We identified no studies of enteral feeding involving any form of radiologically inserted gastrostomy (RIG) feeding or comparing prophylactic PEG versus PEG for inclusion in the review.

Authors' conclusions

There is not sufficient evidence to determine the optimal method of enteral feeding for patients with head and neck cancer receiving radiotherapy and/or chemoradiotherapy. Further trials of the two methods of enteral feeding, incorporating larger sample sizes, are required.








我們廣泛搜索了包括Cochrane ENT Group Trials Register, CENTRAL, PubMed, EMBASE, CINAHL, AMED and ISI Web of Science。最近期搜尋日為2009年5月。

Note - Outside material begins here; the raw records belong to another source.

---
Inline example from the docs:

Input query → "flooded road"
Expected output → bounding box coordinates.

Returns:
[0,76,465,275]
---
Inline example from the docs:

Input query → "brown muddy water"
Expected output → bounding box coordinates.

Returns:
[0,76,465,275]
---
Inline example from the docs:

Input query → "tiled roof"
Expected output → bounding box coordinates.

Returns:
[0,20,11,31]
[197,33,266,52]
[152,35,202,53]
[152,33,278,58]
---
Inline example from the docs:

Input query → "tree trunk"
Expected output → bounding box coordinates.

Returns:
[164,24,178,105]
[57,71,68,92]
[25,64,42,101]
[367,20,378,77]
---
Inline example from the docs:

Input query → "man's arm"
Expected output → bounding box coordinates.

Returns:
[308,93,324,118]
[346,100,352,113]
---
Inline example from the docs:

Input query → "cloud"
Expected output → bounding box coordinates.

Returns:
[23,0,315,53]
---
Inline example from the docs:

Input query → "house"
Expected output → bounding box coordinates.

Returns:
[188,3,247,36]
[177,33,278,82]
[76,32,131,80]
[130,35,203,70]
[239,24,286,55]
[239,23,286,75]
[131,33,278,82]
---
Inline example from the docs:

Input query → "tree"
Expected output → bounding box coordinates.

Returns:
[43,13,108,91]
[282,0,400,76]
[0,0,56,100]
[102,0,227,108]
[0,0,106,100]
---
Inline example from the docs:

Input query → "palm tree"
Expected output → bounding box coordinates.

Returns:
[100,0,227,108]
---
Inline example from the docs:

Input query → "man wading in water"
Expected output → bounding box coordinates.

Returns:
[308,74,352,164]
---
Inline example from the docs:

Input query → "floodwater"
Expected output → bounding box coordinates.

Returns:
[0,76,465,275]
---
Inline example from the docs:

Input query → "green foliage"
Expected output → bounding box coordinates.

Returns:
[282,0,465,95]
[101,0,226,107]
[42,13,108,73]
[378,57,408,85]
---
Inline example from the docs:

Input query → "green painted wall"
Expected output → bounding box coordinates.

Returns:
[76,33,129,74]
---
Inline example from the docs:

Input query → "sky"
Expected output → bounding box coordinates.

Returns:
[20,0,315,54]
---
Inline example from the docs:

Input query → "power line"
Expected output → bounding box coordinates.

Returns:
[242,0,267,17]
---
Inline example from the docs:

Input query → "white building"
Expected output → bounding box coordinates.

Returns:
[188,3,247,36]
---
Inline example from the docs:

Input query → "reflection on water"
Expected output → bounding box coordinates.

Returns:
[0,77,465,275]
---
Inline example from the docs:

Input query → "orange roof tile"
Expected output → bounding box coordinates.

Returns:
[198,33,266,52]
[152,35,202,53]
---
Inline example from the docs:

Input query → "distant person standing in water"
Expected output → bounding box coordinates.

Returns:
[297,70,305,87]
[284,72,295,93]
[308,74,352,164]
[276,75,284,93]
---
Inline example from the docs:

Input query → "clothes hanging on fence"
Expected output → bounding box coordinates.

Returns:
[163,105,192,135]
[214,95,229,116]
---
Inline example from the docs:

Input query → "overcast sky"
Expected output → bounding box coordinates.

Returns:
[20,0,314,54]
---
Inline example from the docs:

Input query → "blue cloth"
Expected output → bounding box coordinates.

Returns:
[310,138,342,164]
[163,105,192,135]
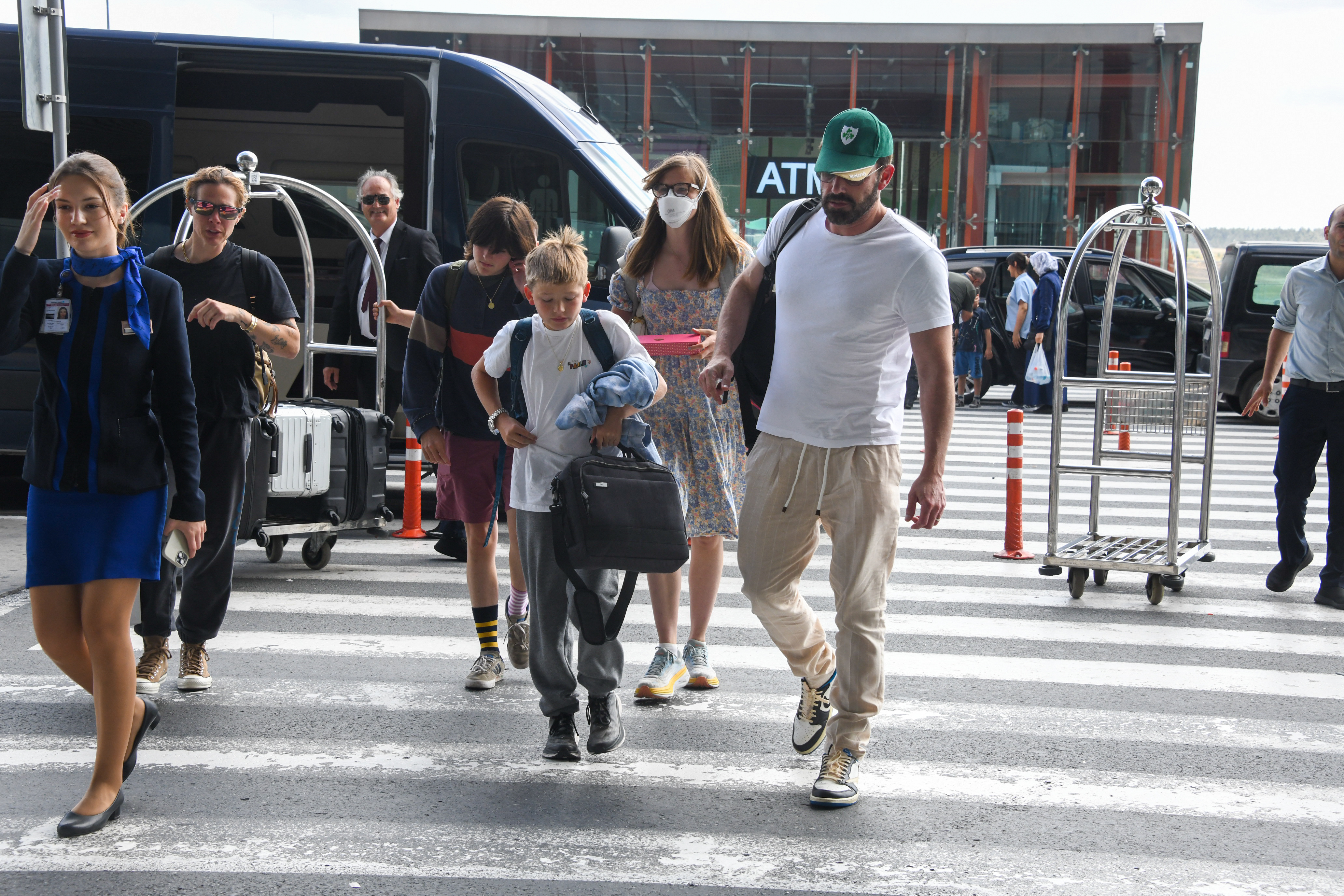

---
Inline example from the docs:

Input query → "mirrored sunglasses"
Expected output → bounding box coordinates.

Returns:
[191,199,242,220]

有一個隨機對照試驗符合納入標準而收入於本回顧文章。然而,此研究具高度偏差。正在接受治療的放射線治療併化學治療的頭頸癌患者,隨機分配為PEG 或 NG餵食。總共只分析33位符合資格的病患,此試驗因NG組在6週治療後體重流失大於PEG組(P = 0.001)而提前中止。在治療6個月後,兩組之體重減輕無顯著差異。治療6個星期後人體測量記錄顯示NG組之三頭肌皮脂厚度較PEG組低 (P = 0.03) 。兩組不同腸道餵食方法之併發症發生率和病人滿意度無顯著差異。PEG組餵食時間明顯長於NG組(P = 0.0006)。此外,此研究計算PEG的餵養費用為NG餵食的10倍以上,雖然此結果不具顯著意義。此二組之治療並無差異,然而,4位PEG餵食病人和2位NG餵食病人需要中斷治療計劃 (中位數分別是2天和6天) 。我們無發現任何radiologically inserted gastrostomy (RIG) 餵養方式的研究或包括比較預防性PEG與PEG的研究。

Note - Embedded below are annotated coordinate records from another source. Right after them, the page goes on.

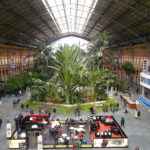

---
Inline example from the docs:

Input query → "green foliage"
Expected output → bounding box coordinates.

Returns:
[31,45,116,104]
[5,73,32,93]
[122,62,135,75]
[48,45,85,103]
[31,79,48,101]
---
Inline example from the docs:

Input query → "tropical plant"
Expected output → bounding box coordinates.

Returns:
[122,62,135,76]
[31,79,48,101]
[49,45,85,103]
[122,62,135,88]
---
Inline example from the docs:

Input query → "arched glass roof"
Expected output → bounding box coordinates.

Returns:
[42,0,98,33]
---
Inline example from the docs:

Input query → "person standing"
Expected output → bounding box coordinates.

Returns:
[135,146,140,150]
[0,118,3,129]
[137,110,141,119]
[120,117,125,127]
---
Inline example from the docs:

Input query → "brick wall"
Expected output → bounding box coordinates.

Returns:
[102,43,150,84]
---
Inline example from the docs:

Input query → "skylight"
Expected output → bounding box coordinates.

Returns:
[42,0,98,33]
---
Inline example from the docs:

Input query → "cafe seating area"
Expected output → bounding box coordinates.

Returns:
[8,114,128,149]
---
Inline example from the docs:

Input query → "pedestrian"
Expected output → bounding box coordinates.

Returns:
[134,146,140,150]
[0,118,3,129]
[137,110,141,118]
[120,117,125,127]
[20,103,24,110]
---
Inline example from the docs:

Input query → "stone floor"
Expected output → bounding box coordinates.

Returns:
[0,95,150,150]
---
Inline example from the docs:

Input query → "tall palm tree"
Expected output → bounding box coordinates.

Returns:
[49,45,85,103]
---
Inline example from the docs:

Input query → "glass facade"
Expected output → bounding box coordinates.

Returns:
[42,0,98,33]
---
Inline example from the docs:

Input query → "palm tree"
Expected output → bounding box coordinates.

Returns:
[49,45,86,104]
[87,32,109,69]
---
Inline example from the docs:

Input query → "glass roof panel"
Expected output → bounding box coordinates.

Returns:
[42,0,98,33]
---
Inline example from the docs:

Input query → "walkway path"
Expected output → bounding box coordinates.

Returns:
[0,92,150,150]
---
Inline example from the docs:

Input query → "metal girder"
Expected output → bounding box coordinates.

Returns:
[26,0,55,34]
[87,0,113,35]
[0,23,41,40]
[0,0,48,38]
[47,33,91,44]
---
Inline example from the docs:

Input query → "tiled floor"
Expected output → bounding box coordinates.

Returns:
[0,93,150,150]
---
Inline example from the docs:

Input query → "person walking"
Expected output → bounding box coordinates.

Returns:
[0,118,3,129]
[134,146,140,150]
[120,117,125,127]
[137,110,141,119]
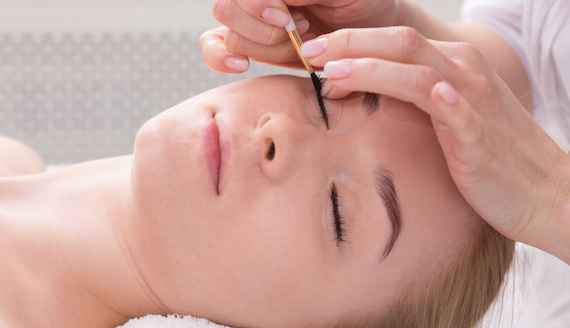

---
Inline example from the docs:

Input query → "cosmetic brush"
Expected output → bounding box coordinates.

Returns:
[285,13,322,96]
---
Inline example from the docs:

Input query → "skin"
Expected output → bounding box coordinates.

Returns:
[200,0,570,264]
[0,76,481,327]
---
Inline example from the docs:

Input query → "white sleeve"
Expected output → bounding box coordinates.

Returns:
[461,0,530,79]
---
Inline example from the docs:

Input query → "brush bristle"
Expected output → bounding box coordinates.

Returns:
[311,72,323,95]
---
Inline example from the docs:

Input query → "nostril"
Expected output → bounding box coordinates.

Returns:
[267,142,275,161]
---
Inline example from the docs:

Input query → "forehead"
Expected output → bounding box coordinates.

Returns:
[206,75,478,260]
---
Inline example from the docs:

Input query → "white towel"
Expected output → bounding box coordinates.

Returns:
[117,315,229,328]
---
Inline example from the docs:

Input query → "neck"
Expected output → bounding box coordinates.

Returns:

此翻譯計畫由臺灣國家衛生研究院 (National Health Research Institutes, Taiwan) 統籌。



Plain language summary

Artificial tube feeding methods for use with patients with head and neck cancer who are receiving treatment with radiotherapy, chemotherapy or both

Patients with cancer of the head and neck are at risk of malnutrition during radiotherapy treatment due to the side effects of this treatment and they may need tube feeding to meet their nutritional needs.

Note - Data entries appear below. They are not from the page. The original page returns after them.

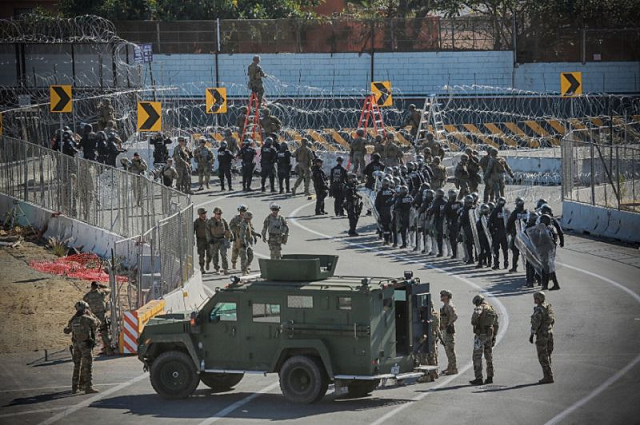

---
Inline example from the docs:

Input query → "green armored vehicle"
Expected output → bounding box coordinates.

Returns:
[138,255,435,403]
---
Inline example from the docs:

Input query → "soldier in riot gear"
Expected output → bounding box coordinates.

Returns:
[344,173,362,236]
[444,189,462,258]
[329,156,347,217]
[489,197,509,270]
[276,142,291,193]
[238,139,256,192]
[507,197,529,273]
[260,137,278,193]
[218,140,233,191]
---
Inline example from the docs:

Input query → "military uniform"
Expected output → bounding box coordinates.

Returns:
[350,136,367,176]
[193,143,214,189]
[193,217,211,273]
[471,299,498,384]
[530,294,555,383]
[82,288,113,355]
[262,214,289,260]
[173,145,191,193]
[293,143,313,196]
[64,310,100,393]
[229,214,244,268]
[239,217,258,274]
[206,216,232,274]
[249,62,266,105]
[440,302,458,375]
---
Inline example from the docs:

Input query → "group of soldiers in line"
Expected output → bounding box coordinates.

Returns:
[193,203,289,275]
[418,289,555,385]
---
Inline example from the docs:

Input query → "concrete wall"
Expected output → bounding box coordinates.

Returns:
[145,51,640,97]
[562,201,640,242]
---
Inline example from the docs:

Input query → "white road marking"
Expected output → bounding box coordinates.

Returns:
[200,381,280,425]
[39,373,148,425]
[288,202,509,425]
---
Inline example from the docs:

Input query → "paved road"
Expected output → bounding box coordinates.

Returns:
[0,183,640,424]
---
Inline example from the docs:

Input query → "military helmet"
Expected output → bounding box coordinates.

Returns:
[76,301,89,311]
[473,294,484,305]
[536,198,548,210]
[533,291,547,303]
[540,214,551,226]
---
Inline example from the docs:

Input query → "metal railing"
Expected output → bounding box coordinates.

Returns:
[0,136,191,237]
[561,124,640,211]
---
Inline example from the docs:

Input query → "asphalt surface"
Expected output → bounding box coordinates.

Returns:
[0,180,640,424]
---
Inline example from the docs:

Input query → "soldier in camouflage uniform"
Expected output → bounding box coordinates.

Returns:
[431,156,447,190]
[64,301,100,394]
[440,289,458,375]
[262,203,289,260]
[206,207,232,274]
[193,138,215,190]
[240,211,260,276]
[292,138,314,196]
[529,291,555,384]
[349,128,367,178]
[193,208,211,274]
[173,136,193,194]
[469,295,498,385]
[249,55,267,106]
[82,281,113,356]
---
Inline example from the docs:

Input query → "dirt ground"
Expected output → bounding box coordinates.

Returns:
[0,241,91,353]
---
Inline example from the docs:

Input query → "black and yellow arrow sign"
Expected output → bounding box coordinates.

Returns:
[138,102,162,131]
[371,81,393,107]
[205,87,227,114]
[49,85,73,113]
[560,72,582,97]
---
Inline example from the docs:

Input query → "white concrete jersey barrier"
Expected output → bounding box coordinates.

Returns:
[562,201,640,242]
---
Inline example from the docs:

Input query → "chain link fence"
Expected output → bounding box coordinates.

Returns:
[561,125,640,212]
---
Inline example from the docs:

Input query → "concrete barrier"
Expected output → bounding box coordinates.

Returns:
[562,201,640,243]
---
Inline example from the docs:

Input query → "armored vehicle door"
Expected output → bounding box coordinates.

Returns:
[201,297,247,370]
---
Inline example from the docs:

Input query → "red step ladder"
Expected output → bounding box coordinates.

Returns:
[358,94,387,136]
[240,92,262,143]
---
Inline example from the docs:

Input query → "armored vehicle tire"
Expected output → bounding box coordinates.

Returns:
[151,351,200,400]
[200,373,244,391]
[347,379,380,398]
[280,356,329,404]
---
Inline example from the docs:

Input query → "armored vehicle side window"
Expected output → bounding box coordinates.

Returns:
[338,297,351,310]
[210,302,238,322]
[253,304,280,323]
[287,295,313,308]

Tube feeding can either be delivered via a nasogastric feeding tube, which is a fine tube inserted through the nose into the stomach, or a gastrostomy tube which is inserted through the skin of the abdomen directly into the stomach. Both of these methods allow the delivery of nutrients directly into the stomach.

Tube feeding is essential to meet the nutritional needs of head and neck cancer patients as malnutrition can lead to a poorer prognosis for this patient group. There is debate over which method of tube feeding provides the most benefit to the patient for outcomes such as nutritional benefit and quality of life, as well as avoiding delays in radiotherapy treatment.

Following our analysis of the available literature, only one clinical trial was eligible to be included in this review. The authors of this review found no evidence to support the use of any one method of tube feeding over another.